Bundaku menyimpan sihirnya di pernak-pernik yang mahal, dan dia mengeluarkannya untuk memamerkan kekuatannya setiap kali aku datang berkunjung.
Benda sihir terbarunya adalah seekor burung kolibri, diukir dari gading, dengan batu delima merah tertanam di tenggorokannya. Sungguh, burung kolibri gading itu adalah sebuah karya seni yang indah, tapi yang terpikir olehku hanyalah tentang seekor gajah yang telah mati agar para pemburu dapat mengambil gadingnya.
"Perhatikan," katanya padaku.
Batu delima di tenggorokan burung kolibri gading bersinar, dan burung artifisial itu terbang cepat melintasi ruangan, tertarik dengan lukisan bunga sakura zaman Muromachi. Bunda tertawa melihat kebingungan burung itu saat mencoba minum dari bunga dua dimensi.

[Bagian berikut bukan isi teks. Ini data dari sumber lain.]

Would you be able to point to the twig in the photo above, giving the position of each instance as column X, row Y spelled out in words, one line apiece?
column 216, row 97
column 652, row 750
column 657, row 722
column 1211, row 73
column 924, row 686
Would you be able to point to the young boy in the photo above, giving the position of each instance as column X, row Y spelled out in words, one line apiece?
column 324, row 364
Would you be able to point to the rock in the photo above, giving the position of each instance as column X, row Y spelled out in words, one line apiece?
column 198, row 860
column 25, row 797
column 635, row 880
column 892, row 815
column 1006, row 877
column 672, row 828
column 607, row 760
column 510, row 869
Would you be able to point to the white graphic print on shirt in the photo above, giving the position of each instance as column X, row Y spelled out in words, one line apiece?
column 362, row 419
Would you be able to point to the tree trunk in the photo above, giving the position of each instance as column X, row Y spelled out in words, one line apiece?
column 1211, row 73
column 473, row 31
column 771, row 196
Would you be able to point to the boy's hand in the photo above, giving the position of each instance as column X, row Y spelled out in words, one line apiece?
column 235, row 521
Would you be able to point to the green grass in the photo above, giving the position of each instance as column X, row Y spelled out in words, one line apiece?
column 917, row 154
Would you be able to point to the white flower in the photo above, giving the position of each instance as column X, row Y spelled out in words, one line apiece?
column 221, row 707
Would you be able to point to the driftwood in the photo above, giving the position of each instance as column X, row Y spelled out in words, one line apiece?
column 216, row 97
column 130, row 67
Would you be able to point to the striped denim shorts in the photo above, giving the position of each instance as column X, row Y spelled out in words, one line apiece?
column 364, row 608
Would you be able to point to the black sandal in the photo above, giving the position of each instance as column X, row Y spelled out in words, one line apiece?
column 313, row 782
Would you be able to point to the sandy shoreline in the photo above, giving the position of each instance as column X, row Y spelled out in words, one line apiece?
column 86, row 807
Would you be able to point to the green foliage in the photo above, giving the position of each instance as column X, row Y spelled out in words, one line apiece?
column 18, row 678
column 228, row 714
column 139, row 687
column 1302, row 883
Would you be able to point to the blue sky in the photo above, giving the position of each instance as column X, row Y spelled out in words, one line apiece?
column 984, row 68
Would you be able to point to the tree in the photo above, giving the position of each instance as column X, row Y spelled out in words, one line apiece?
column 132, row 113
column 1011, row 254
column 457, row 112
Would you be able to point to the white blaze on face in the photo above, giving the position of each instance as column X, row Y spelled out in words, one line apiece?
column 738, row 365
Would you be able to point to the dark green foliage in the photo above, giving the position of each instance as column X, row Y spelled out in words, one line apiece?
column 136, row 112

Melihat ekspresi muramku, bundaku mengerutkan kening. "Ada apa? Waktu kamu masih kecil, kamu suka melihat sihir Bunda."
"Tidak ada yang salah," aku memaksakan senyum. Bunda bermaksud baik. Dia pulang dari berkeliling dunia dan membawa masuk koleksinya secara sah dan membayar pajak sesuai aturan, dan mengatakan sesuatu tentang burung itu tidak akan membuat gajah yang diambil gadingnya hidup kembali.
Burung kolibri itu mendarat di telapak tangan Bunda yang terulur. Cahaya kemerahan batu delima meredup, dan patung ukiran burung itu kehilangan kemampuannya untuk bergerak. Aku mengulurkan tangan untuk menyentuh burung kolibri itu, tapi Bunda menarik tangannya.
"Menyentuh burung itu akan mematahkan ilusi itu."
Bunda tidak pernah membiarkanku menyentuh pernak-perniknya. Dia selalu punya alasan.
Dulu, dia sering bilang padaku bahwa aku masih terlalu muda, tapi sekarang yang dia sebut hanyalah keajaiban, ilusinya yang paling penting. Bunda mengelilingi dirinya dengan karya seni yang indah dan mengabaikan dunia luar.